There is a lot in human perception and cognition that is irreducible to Bayesian calculations. Unfortunately, “airy-fairy” notions like the sublation of concepts through contradiction (Hegel), or the eidos in phenomenological inquiry (Husserl) are antithetical to the progress of practical research, and even more antithetical to business outcomes. Here, commerce and scientific empiricism are essentially aligned. Researchers need a set of quantifiable measures, definitions, and goals to aim for so that everyday “puzzle solving” (to use Kuhn’s term) can continue; and businesses need a set of measurable outcomes to predict financial success.
Only in philosophy do people still let themselves doubt their theoretical commitments, while becoming versed in the broad spectrum of fundamental topics and theories to which others willingly turn a blind eye. The fact that the field of AGI has not yet clearly defined its assumptions, or even its subject matter, should give one the motivation to reconsider what its assumptions should be. A Newtonian shift in perspective may open up a new road to progress, a paradigm change built on hitherto unrecognized foundations.
I have, in my own way, tried to do just that.
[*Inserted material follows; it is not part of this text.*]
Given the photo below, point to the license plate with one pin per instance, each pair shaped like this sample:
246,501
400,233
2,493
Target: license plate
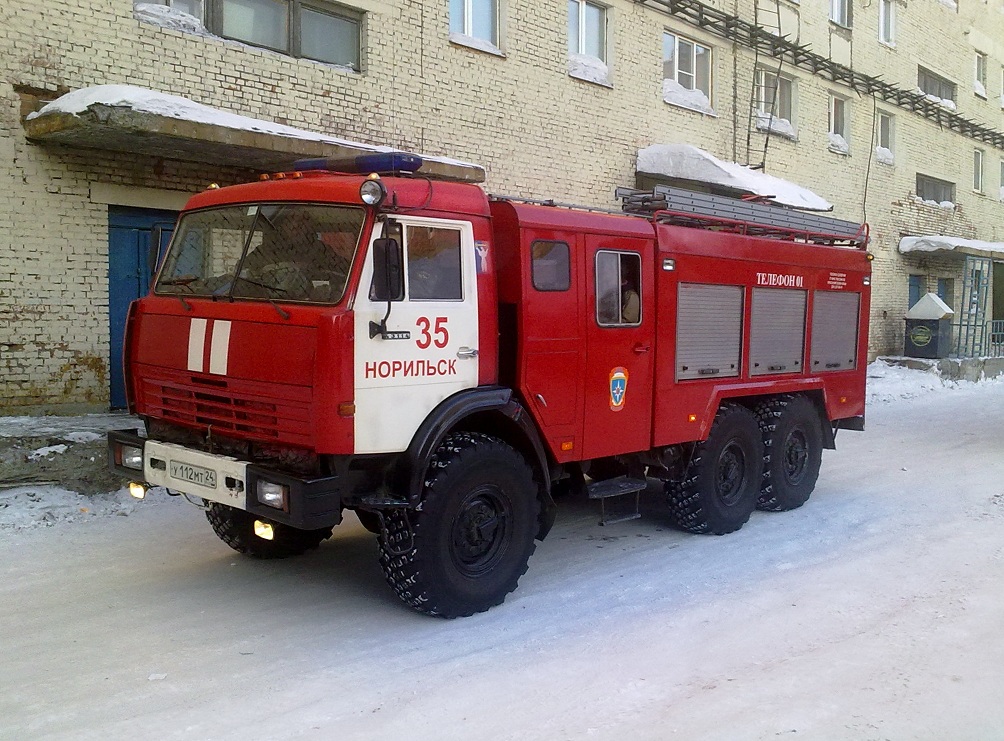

I’ve reintroduced motivations into rational thinking, broken down concepts into their individual moments and mental changes, reduced consciousness from a continual state of existence to isolated islands of awareness, and replaced reward optimization with discrete, lazy goals (satisficing). Many of these approaches are unknown to, or incompatible with modern AI research. They are still — in my estimation — the best way forward. Yet I would not have proceeded in this direction if I had adopted the assumptions of the broader field. It’s not that empiricist assumptions or the lessons of transcendental idealism are wrong — they are far better than their precursors. It’s just that they are insufficient to get us where we’re going.
¹ To be fair, Lucretius was one of the earliest thinkers to try to unify this variety of behaviours under common principles, but his laws remained qualitative, and not mathematical.
² Ironic, since Hume was the first to clearly articulate the difference between “is” and “ought”.
³ For example, a given argument moves from “30% of people did X”, to “a given person has a 30% chance of doing X”, which is taken to imply that “a brain has 30% probability of doing X”; which doesn’t follow.
⁴ I use the term “transcendental” loosely here, not as Kant used it.